Northwest EMS is facing major financial problems, in part because insurance companies do not pay the full cost of transporting a patient to the hospital, which is about $1,500. Also, insurance companies are sending checks to the patients rather than to the ambulance company and the patients do not always forward the checks to the ambulance company. When the patient has no insurance, the ambulance company has no option but to try to collect the full amount from the patient.
Supervisors agreed at their meeting on Thursday, May 9, that the next issue of the Conoy Township newsletter should include information about the ambulance company and the benefits of purchasing a membership in reducing the bill if one needs to use an ambulance.
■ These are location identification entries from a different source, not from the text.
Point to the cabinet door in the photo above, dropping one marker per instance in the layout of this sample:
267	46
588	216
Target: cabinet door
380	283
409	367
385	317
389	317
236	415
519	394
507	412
Also at the meeting, supervisors agreed to a change to the township zoning ordinance to cut down on the number of people who will need to apply for variances. It changes provisions for roof-mounted solar collectors and reduces setback regulations in the Village Center zoning district (the densely populated area of Bainbridge); the rationale for that is that in an area where there is little room to build, large setback requirements are an unfair burden.
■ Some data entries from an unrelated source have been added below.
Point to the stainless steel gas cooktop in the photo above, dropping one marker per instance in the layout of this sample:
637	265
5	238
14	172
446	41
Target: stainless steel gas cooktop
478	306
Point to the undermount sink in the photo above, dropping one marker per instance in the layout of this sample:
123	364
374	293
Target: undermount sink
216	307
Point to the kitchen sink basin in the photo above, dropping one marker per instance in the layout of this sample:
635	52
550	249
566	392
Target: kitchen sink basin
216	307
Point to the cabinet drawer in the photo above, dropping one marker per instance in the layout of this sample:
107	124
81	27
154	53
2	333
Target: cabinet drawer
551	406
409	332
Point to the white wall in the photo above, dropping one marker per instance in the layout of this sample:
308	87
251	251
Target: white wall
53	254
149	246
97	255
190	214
In another matter, the township held a drill for an emergency at the Three Mile Island Nuclear Generating Station on Tuesday, May 7. Emergency Management Coordinator Wayne Southard told supervisors that it went exceptionally well and that Supervisor Gina Mariani did a great job handling communications during the drill.
“They said I should have turned over running the drill to her,” Southard said.
Southard said the May 7 drill would likely be the last one held because the nuclear plant is scheduled to close this autumn.
“It’s not what we wanted to hear, but I guess we’ll have to live with it,” Supervisors Chairman Stephen L. Mohr Sr. said of the plant closing.
Also, supervisors approved paying $14,275 that was not budgeted for to have a large tree that was cut down from the property of Bainbridge Elementary School cut into lumber. Mohr said the pieces are exceptionally large, with each board weighing 1,550 pounds. He said once the boards have dried out enough to use, they can be used to make furniture for the school or be sold to local residents.